More Is Not Abundance

Ironically, The Big Holiday Question is one ofrepparttar 130411 most powerful and insidious enemies to living an “Abundantly Alive Now!” life. The reason is thatrepparttar 130412 Big Holiday Question is propelled byrepparttar 130413 idea of doing more, and more, and more, and more. All around us, we are bombarded with messages of more.

Whetherrepparttar 130414 reasons are innate or socially created, women seem to feel responsible for doingrepparttar 130415 lion’s share ofrepparttar 130416 “have-tos” to get ready forrepparttar 130417 holidays. As far as I can tell, men do not drive themselves crazy asking each other The Big Holiday Question. Holiday overkill seems to be a female sport. For many women,repparttar 130418 holiday season is driven byrepparttar 130419 idea of shopping more, spending more, buying more, cooking more, baking more, simply doing more, and more, and more.

14 Ways to Improve Sleep Now!

Written by Barbara C. Phillips, MN, NP


Sleep disturbance or insomnia is not uncommon in women starting at midlife. While this may be due to a physical concern, usually it's not. Let's discuss some things you can do NOW to improve your sleep.

•Good sleep is a component of good health. Things that you do for good health are essential and will directly impact your quality of sleep. This means eating a healthy diet, regular exercise and good daily multivitamin/mineral supplements.

•A healthy diet that is high in phytoestrogens such as fruits and vegetables may help ifrepparttar cause of your sleep disturbance happens to be related to being perimenopausal. Apples, carrots, cherries, green beans, oats, peas, potatoes, soybeans and sprouts - just to mention a few! •Avoid stimulating agents such as nicotine and caffeine – that includes coffee, tea, soft drinks, and chocolate. Even one cup of coffee inrepparttar 130400 morning can affect sleep quality hours later. We, as women, tend to metabolize caffeine much slower than men. If you smoke or chew tobacco…quit. Short of that, avoid smoking/chewing within a few hours of going to bed.

•Sleep in a dark room. (How bright is your illuminated clock?)

•Develop a sleep routine: going to bed atrepparttar 130401 same time; rituals such as having a cup of relaxing tea and then washing up, andrepparttar 130402 like. •Avoid taking naps.

•Is your sleeping space comfortable? Look at light, noise and temperature. How about your bed? Is it too firm or too soft?
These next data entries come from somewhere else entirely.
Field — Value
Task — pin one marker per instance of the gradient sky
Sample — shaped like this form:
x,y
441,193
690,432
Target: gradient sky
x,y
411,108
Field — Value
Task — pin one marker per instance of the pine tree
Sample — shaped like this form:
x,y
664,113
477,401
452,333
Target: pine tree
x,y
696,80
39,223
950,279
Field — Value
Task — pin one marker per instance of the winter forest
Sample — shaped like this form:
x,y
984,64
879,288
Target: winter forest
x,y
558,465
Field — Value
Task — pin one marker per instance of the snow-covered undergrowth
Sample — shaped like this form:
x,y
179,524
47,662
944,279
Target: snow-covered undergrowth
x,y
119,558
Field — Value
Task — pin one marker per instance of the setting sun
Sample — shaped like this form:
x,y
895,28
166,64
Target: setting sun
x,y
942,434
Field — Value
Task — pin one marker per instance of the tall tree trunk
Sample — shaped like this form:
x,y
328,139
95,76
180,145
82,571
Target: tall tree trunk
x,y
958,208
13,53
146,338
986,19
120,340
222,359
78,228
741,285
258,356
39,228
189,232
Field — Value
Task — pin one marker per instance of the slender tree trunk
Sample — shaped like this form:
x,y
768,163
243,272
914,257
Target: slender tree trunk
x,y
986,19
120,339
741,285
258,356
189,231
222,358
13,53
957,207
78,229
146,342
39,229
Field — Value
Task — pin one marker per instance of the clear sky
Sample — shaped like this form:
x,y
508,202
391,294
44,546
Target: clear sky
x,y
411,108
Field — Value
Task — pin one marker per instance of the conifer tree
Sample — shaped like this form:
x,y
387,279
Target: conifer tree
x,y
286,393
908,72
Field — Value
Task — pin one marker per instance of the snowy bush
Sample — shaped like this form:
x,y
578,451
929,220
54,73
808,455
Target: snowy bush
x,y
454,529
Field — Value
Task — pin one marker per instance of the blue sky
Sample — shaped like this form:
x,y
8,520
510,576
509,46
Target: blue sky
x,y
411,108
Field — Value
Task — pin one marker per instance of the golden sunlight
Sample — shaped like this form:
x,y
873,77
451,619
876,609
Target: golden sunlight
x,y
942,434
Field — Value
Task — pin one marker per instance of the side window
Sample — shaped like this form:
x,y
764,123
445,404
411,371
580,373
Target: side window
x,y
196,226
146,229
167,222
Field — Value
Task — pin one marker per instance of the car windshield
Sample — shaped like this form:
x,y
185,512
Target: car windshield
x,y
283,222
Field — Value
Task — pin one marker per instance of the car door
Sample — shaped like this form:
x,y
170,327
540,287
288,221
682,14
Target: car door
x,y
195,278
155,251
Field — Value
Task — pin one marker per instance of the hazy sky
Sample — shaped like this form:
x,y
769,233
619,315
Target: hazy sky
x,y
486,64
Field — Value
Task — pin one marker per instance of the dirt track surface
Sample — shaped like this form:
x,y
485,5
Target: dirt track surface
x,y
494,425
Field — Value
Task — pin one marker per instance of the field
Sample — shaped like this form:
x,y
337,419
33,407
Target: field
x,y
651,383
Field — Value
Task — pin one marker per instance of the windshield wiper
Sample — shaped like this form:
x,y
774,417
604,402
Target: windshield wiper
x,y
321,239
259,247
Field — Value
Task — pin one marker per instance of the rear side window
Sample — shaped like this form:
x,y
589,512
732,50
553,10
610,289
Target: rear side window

•Avoid late night heavy meals. However, a light snack at bedtime may be helpful.

•Try relaxation – mediate, take a bath, listen to soft music, read a gentle book, get a massage. •Avoidrepparttar 130403 news and other violent or emotional stimulation before bed! It's hardly relaxing! •Avoid alcohol late inrepparttar 130404 day. It can cause waking inrepparttar 130405 night and impairs sleep quality.